Sen. Tom Daschle's Speech Text
Aug. 15 -- Senate Minority Leader Tom Daschle addressed the Democratic National Convention tonight to rally the party faithful. Read a full transcript of his prepared remarks here.
Sen. Tom Daschle:
There is something very special about Democratic conventions. They are a chance to celebrate the two extraordinary strengths of our party: our ideas and our leaders.
Democrats have always known that America’s families and our communities are stronger together than they are separately. In the last century, this powerful idea gave America the minimum wage and the 40-hour work week. This powerful idea, our idea, gave America Social Security and Medicare. Our ideas advanced the civil rights movement and the equal rights struggle.

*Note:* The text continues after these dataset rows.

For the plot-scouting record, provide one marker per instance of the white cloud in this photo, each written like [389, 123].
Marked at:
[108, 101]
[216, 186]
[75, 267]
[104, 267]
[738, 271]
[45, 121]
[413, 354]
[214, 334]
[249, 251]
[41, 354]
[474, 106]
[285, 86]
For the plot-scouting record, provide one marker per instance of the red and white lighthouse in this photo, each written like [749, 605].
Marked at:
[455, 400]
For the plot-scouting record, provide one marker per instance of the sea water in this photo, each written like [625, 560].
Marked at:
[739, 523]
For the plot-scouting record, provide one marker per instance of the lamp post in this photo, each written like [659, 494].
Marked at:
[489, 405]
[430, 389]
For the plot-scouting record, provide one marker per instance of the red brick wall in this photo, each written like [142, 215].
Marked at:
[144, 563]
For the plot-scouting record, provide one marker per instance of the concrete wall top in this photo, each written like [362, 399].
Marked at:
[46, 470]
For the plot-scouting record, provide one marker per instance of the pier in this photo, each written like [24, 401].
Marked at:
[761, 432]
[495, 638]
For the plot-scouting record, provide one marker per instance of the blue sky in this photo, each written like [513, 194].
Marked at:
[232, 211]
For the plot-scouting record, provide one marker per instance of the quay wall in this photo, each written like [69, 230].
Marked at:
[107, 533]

In the last century, Democrats proposed these ideas — and Republicans opposed them — each of them, every chance they got. They’re still doing it today. But they were wrong then. And they are wrong now. Our ideas are law now because they are right, and because strong leaders fought for them. We know their names: Woodrow Wilson, Franklin Roosevelt, Harry Truman, John Kennedy, Lyndon Johnson, Jimmy Carter, Bill Clinton.
There’s a wonderful movie, The Straight Story. It’s about an old farmer named Alvin Straight. He wants to see his brother one last time to make peace before one of them dies — only Alvin can’t drive anymore because his eyes are bad and his hips are worse. So he rides his John Deere lawn mower nearly 300 miles. On the road, he meets a young woman who’s in a lot of trouble. He tells her that when his children were little, he would hand them a stick, and tell them to break it. And they would, just like that. Then, he’d put the sticks in a bundle and ask his kids to break it. They couldn’t. He gave them some advice: “That bundle is family. “That bundle is our community. We are stronger together than we are alone.” That is the simplest description I know of our party’s core belief.